In 1946, she returned to Britain to meet her mother, who had spent the war in the United States, where her father had died in 1942 (as a member of the Communist Party, she was barred from entering the US). It was on this trip that she met the man who was to become her second husband, Peter Stadlen. They had known each other in Vienna before the war. He was a well-known concert pianist, who had been in Britain on a concert tour when Hitler had invaded Austria, and had later been interned in Australia as an "enemy alien", returning to Britain in 1941. The couple fell in love, and she decided, after much deliberation, to divorce Pieter.

Over the next 50 years, Hedi Stadlen devoted the energy she had brought to politics to supporting Peter in his career, first as a concert pianist, and then as a music critic and musicologist. Stadlen was a music critic for The Daily Telegraph for 26 years, the last 10 years as Chief Music Critic.

In those days all reviews had to be written immediately after the concert for the following day. For over 20 years, four or five evenings a week, Peter and Hedi Stadlen followed the same routine, with her typing to his dictation in the back of a car, by the light of a lamppost. He would then dictate the reviews from a nearby telephone box. They became experts on the topography and working order of the telephone boxes on the South Bank.

The Stadlens were a familiar, and popular, sight on the London and international music scene - at Bayreuth, Salzburg, Aldeburgh. Peter never attended a concert without Hedi. She began with little musical knowledge, and always claimed to be almost tone-deaf, but through formidable intelligence and application, she became highly expert in all aspects of music, helping to organise and contribute to his research.

In 1967 they spent a year in Oxford, where he was a Visiting Fellow at All Souls: she was allowed to share his rooms, but not his meals in Hall. During that year, while researching an article on Beethoven and the metronome in East Germany, they discovered that the famous Beethoven "Conversation Books", recording the composer's sayings when he became deaf, contained forgeries. The details and proof of this landmark discovery had to be spirited out of the East Berlin library under the suspicious eyes of the director at the height of the Cold War. Nightly, they smuggled through Checkpoint Charlie photocopies of hundreds of pages of the notebooks, most of which were irrelevant decoys.

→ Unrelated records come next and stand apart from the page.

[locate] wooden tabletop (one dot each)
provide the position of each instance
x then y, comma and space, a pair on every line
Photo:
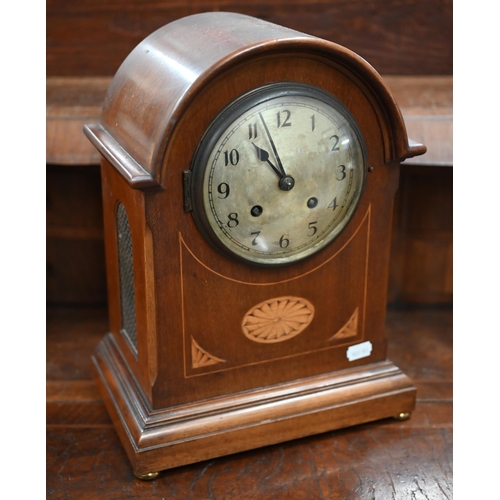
382, 460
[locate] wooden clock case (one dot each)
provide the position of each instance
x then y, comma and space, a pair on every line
181, 377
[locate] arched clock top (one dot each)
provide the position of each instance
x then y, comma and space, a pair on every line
160, 79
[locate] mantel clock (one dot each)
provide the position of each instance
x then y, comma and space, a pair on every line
248, 178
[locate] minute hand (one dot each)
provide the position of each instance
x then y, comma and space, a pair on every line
280, 165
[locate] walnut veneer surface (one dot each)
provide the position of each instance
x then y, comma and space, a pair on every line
380, 460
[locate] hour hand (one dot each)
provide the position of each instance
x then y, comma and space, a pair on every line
263, 155
286, 182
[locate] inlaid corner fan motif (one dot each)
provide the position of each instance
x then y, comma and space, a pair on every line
350, 329
278, 319
201, 358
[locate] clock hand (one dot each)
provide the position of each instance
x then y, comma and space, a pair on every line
280, 165
263, 155
286, 182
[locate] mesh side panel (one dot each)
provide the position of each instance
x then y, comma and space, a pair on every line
126, 262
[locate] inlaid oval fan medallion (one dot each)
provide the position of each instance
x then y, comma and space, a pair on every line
278, 319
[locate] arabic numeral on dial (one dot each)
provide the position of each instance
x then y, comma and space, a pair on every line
284, 241
313, 228
231, 157
336, 140
252, 131
223, 189
342, 173
286, 121
333, 205
256, 235
232, 220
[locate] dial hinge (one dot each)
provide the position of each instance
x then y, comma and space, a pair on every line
186, 184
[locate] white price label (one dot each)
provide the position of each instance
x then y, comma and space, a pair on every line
359, 351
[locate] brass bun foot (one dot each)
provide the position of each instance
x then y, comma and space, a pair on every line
147, 477
403, 416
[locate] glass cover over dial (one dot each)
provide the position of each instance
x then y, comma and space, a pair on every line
278, 174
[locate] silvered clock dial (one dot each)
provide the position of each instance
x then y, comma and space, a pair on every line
278, 174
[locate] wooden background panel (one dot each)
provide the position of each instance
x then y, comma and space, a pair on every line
405, 37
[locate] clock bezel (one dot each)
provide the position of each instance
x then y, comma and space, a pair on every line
218, 126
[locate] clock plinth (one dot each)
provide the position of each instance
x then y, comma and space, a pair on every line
156, 440
247, 261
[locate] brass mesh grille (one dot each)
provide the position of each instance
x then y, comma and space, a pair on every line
126, 263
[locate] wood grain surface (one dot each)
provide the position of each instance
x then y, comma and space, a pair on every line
405, 37
382, 460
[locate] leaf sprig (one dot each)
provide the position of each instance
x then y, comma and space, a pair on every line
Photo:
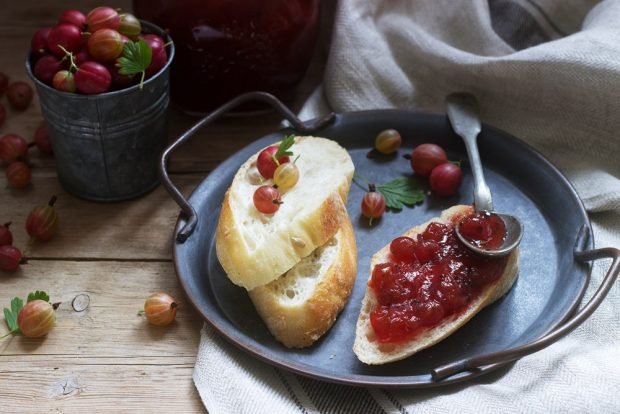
10, 315
399, 192
136, 59
284, 147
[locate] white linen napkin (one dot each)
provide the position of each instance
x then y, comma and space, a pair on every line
545, 71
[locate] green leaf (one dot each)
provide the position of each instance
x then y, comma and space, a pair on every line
10, 315
401, 191
283, 148
39, 294
136, 57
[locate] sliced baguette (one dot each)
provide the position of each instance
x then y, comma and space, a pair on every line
371, 351
255, 248
301, 305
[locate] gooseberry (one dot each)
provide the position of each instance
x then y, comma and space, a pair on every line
105, 45
266, 163
74, 17
10, 258
102, 17
286, 175
46, 67
6, 237
445, 179
373, 205
92, 77
42, 222
160, 309
20, 95
129, 25
18, 174
64, 80
64, 38
267, 199
388, 141
38, 43
42, 139
402, 249
425, 157
12, 148
36, 318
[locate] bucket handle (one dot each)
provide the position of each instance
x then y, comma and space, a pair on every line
307, 127
512, 354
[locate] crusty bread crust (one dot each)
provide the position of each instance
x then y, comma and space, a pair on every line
370, 351
254, 254
300, 324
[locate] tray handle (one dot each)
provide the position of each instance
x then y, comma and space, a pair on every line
307, 127
512, 354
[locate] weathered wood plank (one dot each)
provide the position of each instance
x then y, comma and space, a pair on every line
134, 229
106, 358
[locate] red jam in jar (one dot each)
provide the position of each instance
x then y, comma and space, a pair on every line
428, 279
483, 229
228, 47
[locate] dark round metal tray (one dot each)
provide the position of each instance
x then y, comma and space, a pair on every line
549, 288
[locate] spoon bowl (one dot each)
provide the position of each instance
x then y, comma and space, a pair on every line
464, 117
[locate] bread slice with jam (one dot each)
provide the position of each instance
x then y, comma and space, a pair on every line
411, 306
256, 248
303, 304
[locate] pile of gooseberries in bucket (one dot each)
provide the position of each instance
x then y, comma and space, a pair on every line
97, 52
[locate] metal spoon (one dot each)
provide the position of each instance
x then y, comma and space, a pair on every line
464, 116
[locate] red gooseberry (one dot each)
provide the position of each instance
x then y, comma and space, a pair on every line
425, 157
36, 318
64, 37
105, 45
102, 17
445, 179
64, 80
42, 222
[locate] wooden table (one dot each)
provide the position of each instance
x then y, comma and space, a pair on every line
106, 358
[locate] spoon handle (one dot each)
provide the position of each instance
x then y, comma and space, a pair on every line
464, 117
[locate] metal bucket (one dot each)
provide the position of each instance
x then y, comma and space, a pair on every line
107, 146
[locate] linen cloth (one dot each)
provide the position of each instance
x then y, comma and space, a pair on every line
545, 71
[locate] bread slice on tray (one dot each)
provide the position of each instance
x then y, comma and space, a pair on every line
371, 351
301, 305
255, 248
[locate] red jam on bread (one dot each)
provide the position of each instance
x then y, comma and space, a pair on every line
432, 278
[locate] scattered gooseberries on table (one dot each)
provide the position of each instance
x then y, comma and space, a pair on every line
160, 309
101, 51
37, 318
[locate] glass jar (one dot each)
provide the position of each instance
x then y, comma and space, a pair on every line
228, 47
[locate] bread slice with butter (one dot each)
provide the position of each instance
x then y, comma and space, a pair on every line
371, 351
255, 248
303, 304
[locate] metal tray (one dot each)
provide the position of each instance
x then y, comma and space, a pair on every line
553, 274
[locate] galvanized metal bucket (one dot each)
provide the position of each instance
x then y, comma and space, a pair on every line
107, 146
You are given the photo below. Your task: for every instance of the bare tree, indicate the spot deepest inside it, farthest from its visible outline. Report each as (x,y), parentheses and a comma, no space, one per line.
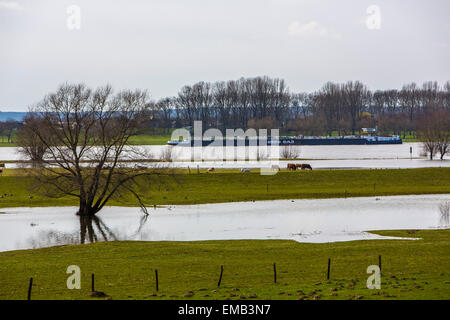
(434,131)
(31,147)
(86,135)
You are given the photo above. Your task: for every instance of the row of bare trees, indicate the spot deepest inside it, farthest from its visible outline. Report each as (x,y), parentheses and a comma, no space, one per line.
(266,102)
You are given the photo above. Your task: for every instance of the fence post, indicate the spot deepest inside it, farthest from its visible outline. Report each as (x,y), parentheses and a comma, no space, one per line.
(275,273)
(379,262)
(156,279)
(30,286)
(220,277)
(328,273)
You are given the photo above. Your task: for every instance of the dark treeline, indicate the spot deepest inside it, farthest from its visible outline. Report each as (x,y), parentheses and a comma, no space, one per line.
(263,102)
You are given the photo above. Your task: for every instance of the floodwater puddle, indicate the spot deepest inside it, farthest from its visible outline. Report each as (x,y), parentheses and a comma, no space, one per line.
(314,221)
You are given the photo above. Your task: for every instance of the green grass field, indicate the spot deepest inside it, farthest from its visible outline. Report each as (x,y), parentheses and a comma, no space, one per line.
(230,185)
(411,269)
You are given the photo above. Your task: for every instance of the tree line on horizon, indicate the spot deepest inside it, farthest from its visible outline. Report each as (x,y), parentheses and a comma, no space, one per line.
(264,102)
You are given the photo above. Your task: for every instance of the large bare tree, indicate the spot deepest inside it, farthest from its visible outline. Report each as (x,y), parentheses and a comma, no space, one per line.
(86,135)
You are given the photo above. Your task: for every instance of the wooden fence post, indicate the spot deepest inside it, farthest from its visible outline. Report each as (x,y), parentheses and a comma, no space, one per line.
(329,265)
(156,279)
(275,273)
(30,286)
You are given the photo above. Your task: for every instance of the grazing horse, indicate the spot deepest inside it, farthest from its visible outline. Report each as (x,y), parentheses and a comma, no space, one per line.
(292,166)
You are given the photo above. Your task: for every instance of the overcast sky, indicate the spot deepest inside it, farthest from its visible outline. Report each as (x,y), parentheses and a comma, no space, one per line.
(161,45)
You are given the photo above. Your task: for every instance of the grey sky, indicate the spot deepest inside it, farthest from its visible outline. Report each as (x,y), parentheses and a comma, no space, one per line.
(161,45)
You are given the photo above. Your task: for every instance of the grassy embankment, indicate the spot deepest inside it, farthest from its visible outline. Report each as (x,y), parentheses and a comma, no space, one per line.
(125,270)
(231,185)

When Peter Stadlen died in 1996, Hedi said her real life was over, and the rest was just a coda. Yet she was not ready to give up. Economical with the truth about her age, she enrolled with Volunteer Reading Help at the New End School in Hampstead. There she taught a large number of individual children with reading difficulties. When she decided to retire in 2002, at the age of 86, the headmistress begged her to stay. In the last two years of her life, she was, from time to time, stopped on Hampstead High Street by muscular young men whose lives she had helped to turn around when they were small.

During this period she also collaborated with Annette Morreau on her 2002 biography of the cellist Emanuel Feuermann, by translating Feuermann's German correspondence.